Boulanger and the Soviet pianist liked to talk about religion, Naoumoff reported. And Menuhin, a violin virtuoso turning to the podium in his later years,  after a rehearsal of Naoumoff's piano concerto paid the precocious composer a compliment he still treasures: "The musicians find it seriously well-written," Menuhin told him.

Two of Boulanger's greatest qualities, Naoumoff said, were humility and discernment. Her discernment was applied to pieces, not performances: "She never spoke of interpretation."  Nonetheless, she was enough aware of what contributed to acclaim in the musical universe that she gently advised Naoumoff after the well-received, Menuhin-conducted concert: "You are not responsible for the success of last night."

Music performed Tuesday ranged from Naoumoff's poignant "Romance," written in response to his long-delayed return to his childhood home and played feelingly by Martin, to Igor Stravinsky's lively but poker-faced Three Pieces for Clarinet Solo, to which Ronen co-founder David Bellman gave a colorful reading.
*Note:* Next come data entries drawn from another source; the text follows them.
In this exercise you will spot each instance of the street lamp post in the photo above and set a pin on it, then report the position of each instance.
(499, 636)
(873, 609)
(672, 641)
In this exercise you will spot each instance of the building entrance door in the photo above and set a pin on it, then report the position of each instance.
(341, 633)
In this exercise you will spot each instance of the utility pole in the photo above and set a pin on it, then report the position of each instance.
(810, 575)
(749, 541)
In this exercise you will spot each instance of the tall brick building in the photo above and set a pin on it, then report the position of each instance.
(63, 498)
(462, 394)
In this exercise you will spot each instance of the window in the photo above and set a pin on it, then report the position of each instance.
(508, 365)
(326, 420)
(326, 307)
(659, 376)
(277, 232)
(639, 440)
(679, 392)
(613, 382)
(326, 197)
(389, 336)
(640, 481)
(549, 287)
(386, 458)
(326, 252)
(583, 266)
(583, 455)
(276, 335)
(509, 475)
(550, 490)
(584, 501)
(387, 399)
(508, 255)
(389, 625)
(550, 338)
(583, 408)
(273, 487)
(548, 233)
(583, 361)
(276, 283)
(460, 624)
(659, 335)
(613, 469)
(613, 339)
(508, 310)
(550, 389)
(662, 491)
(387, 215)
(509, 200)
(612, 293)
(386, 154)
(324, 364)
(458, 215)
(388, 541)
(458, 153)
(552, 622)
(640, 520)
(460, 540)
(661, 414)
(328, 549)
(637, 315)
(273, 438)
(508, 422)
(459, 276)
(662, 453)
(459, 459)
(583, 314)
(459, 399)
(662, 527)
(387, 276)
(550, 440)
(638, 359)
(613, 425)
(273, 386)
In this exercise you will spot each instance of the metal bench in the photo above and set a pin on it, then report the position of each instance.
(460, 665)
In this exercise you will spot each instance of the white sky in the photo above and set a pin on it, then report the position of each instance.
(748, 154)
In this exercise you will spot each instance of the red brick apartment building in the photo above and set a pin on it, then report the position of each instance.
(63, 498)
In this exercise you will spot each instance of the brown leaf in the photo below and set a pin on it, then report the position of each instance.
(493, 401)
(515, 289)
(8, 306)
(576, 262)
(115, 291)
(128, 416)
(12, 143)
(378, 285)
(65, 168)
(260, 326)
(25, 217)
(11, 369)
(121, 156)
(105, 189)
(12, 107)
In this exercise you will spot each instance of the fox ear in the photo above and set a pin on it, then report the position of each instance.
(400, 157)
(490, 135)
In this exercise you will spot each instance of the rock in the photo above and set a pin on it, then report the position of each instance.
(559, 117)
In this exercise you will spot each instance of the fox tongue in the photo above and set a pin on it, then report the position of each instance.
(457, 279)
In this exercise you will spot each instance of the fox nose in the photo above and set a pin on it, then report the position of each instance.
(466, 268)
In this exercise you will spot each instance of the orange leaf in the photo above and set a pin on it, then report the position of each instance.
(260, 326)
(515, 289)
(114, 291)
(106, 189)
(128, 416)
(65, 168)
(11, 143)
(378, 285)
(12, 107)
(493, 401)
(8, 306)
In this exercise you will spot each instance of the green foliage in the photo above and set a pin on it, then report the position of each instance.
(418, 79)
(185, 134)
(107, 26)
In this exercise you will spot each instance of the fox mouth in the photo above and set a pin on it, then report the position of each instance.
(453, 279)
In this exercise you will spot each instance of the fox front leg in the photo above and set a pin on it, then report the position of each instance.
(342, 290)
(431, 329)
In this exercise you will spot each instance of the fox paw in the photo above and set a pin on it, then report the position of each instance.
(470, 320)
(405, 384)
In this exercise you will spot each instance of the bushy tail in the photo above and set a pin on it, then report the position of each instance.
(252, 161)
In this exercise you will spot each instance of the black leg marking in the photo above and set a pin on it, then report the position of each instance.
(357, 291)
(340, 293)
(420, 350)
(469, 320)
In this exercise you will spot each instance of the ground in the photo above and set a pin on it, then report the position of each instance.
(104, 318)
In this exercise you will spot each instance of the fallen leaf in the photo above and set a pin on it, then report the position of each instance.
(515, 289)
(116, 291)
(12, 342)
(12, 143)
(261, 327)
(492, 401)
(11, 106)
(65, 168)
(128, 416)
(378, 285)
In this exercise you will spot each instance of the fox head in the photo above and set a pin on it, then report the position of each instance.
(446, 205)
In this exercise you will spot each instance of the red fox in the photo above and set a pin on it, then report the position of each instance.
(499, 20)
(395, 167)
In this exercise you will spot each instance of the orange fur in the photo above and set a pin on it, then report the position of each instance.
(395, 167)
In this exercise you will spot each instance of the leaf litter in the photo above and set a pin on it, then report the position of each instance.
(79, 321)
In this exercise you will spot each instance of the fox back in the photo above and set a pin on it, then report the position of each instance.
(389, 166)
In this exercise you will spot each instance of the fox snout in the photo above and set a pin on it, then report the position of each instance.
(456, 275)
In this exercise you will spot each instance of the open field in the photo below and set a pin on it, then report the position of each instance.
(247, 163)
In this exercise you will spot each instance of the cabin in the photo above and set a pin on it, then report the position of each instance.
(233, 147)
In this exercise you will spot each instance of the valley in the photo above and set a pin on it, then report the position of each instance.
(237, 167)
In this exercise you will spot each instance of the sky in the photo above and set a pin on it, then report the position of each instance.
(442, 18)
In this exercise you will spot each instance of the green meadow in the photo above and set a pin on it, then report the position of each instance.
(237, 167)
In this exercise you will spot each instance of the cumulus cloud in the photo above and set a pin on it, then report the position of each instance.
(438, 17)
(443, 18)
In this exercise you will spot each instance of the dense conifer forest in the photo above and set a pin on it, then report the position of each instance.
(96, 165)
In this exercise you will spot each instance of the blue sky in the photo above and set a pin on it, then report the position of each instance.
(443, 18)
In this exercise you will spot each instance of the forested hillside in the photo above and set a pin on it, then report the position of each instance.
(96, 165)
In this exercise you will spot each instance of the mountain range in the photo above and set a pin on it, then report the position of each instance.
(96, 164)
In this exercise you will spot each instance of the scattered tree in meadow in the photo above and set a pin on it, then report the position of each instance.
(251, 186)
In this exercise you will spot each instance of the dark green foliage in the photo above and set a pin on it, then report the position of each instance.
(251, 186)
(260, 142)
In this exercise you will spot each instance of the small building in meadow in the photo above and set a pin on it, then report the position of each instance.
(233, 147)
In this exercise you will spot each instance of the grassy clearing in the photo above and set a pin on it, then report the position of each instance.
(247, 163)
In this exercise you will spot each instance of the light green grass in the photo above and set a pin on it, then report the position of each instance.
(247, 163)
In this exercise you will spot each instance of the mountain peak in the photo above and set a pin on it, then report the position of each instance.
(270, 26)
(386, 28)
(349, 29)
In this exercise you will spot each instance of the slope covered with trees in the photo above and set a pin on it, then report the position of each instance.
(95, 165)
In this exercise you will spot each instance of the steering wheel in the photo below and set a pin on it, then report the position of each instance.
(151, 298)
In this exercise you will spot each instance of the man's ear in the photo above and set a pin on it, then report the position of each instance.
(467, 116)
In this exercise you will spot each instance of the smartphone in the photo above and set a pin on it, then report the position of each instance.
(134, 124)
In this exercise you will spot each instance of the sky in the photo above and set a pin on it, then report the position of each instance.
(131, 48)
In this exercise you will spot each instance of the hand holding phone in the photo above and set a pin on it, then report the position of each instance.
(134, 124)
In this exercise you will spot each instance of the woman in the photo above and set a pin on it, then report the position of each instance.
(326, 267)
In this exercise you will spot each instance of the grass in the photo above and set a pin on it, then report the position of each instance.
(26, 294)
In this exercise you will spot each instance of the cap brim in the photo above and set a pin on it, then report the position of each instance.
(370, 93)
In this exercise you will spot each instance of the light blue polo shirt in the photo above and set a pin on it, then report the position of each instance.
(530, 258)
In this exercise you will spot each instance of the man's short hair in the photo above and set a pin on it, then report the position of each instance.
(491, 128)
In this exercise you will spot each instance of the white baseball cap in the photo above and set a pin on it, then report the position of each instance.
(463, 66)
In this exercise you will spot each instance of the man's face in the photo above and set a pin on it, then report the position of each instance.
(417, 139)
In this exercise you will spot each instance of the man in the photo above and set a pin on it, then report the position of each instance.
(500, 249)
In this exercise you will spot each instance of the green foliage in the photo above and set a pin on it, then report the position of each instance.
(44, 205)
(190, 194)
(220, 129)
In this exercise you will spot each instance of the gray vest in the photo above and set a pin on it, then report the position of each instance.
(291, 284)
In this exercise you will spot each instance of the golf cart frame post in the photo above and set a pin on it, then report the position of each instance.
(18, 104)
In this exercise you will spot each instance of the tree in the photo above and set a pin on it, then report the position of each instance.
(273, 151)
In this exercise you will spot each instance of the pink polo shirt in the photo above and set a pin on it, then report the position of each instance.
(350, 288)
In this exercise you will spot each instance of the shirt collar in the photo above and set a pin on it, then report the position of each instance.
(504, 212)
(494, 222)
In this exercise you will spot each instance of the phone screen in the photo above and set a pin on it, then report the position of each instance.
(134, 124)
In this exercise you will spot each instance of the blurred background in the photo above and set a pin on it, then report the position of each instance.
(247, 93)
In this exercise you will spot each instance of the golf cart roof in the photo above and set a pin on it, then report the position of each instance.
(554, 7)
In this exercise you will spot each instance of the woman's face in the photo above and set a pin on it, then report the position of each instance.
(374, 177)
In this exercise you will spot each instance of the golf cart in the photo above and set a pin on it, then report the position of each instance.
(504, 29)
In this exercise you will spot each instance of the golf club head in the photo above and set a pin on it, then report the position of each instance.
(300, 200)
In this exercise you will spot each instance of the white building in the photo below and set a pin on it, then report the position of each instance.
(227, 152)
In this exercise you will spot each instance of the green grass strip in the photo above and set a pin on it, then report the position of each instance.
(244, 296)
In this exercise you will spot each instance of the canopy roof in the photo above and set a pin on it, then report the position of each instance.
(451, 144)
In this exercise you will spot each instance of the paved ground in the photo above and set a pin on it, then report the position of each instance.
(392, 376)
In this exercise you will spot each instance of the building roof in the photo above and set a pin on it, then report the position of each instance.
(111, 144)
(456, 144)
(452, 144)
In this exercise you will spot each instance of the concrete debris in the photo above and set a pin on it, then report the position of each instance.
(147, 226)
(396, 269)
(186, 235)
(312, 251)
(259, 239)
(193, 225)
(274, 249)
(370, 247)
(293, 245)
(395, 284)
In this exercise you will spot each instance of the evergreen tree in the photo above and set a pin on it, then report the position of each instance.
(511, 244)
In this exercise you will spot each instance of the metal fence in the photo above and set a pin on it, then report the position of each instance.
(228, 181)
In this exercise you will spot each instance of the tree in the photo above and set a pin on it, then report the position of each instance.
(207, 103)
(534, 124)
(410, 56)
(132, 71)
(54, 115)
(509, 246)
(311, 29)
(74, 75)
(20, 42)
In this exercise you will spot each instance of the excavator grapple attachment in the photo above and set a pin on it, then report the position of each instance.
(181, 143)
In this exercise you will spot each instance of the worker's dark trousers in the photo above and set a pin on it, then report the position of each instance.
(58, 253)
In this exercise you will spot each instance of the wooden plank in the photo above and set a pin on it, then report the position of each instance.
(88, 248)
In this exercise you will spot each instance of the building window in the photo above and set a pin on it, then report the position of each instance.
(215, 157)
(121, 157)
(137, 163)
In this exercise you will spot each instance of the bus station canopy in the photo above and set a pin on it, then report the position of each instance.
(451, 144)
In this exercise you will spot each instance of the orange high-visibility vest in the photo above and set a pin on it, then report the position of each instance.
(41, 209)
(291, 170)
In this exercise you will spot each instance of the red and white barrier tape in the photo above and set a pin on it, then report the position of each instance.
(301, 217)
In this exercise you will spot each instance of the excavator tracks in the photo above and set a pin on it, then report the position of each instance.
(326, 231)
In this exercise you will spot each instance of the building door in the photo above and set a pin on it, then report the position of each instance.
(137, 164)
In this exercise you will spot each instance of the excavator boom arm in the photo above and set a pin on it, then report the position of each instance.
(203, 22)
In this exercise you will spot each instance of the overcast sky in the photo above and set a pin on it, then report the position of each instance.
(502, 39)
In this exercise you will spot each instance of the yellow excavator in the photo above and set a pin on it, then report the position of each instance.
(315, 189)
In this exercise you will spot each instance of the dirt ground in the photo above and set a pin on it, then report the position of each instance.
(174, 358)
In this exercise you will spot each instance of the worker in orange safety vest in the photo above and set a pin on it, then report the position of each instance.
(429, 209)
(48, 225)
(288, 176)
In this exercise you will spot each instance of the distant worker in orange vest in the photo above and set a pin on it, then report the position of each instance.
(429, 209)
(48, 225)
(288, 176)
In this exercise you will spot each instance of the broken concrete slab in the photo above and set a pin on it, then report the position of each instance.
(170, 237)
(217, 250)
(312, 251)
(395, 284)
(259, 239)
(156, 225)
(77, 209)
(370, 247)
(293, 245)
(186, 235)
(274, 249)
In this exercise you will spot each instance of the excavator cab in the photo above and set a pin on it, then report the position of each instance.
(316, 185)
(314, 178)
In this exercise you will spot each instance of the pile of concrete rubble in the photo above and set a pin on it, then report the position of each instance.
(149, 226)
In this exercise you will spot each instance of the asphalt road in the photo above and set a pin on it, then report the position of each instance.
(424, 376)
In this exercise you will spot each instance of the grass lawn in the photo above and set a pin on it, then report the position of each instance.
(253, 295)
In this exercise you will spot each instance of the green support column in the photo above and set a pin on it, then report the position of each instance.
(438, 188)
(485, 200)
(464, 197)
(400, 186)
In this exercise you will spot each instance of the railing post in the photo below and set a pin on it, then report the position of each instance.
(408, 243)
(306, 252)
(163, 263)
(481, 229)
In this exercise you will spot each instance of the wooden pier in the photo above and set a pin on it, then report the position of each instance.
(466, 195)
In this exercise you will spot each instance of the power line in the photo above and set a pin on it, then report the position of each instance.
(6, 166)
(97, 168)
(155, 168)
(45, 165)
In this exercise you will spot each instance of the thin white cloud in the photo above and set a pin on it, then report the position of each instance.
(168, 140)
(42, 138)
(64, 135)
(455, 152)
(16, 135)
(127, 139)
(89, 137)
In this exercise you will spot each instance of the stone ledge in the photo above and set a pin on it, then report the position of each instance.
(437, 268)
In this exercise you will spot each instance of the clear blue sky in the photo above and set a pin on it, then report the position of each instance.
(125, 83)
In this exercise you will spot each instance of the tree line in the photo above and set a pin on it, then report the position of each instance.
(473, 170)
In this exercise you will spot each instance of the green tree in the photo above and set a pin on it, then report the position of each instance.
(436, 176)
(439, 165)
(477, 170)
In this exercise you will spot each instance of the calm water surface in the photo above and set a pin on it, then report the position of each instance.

Most affecting was the program finale, however, Nadia's "Toward the New Life," written in honor of her beloved sister, who died in her 20s in 1918.

Also shoring up the biographical and personal connections was a Nocturne (for violin and piano) by Lili. Austin Hartman joined Martin in this and two other pieces: Lili's perky "Cortege" and Ravel's "Berceuse on the Name Gabriel Fauré." Fauré was a perpetual icon in Boulanger's estimation.

Naoumoff's bracing, four-movement "Divertimento for Oboe and Piano" — a product of his mid-teens — was adroitly characterized by oboist Jennifer Christen, with Martin at the keyboard. If the composer's job is (Naoumoff paraphrasing Boulanger here) "to serve the performer; the public comes after," this piece seemed a good indication of how well Naoumoff absorbed that lesson.

Other Boulanger pupils represented on the program were Jean Francaix, who like Naoumoff was taken on by "Mademoiselle" in boyhood — decades earlier, however. The prolific Francaix once advised Naoumoff: "Never write anything boring." Martin and co-founder Ingrid Fischer-Bellman played three short pieces that indicated the older composer practiced what he preached.

Flutist Alistair Howlett was teamed with the hyperbusy Martin in Aaron Copland's Duo for Flute and Piano, its three movements full of characteristic Copland gestures, angular melodies, and harmonies familiar from his larger and more ambitious works, which made him the most-performed American composer of the 20th century. In "The New Music" (1969), Copland wrote such a complete encomium to the woman who taught him as a young man that it seems suitable as a conclusion for this account of an attractive evening of music and musical talk:

"Two qualities possessed  by Mlle. Boulanger make her unique: one is her consuming love for music, and the other is her ability to inspire a pupil with confidence in his own creative powers. Add to this an encyclopedic knowledge of every phase of music past and present, an amazing critical perspicacity, and a full measure of feminine charm and wit."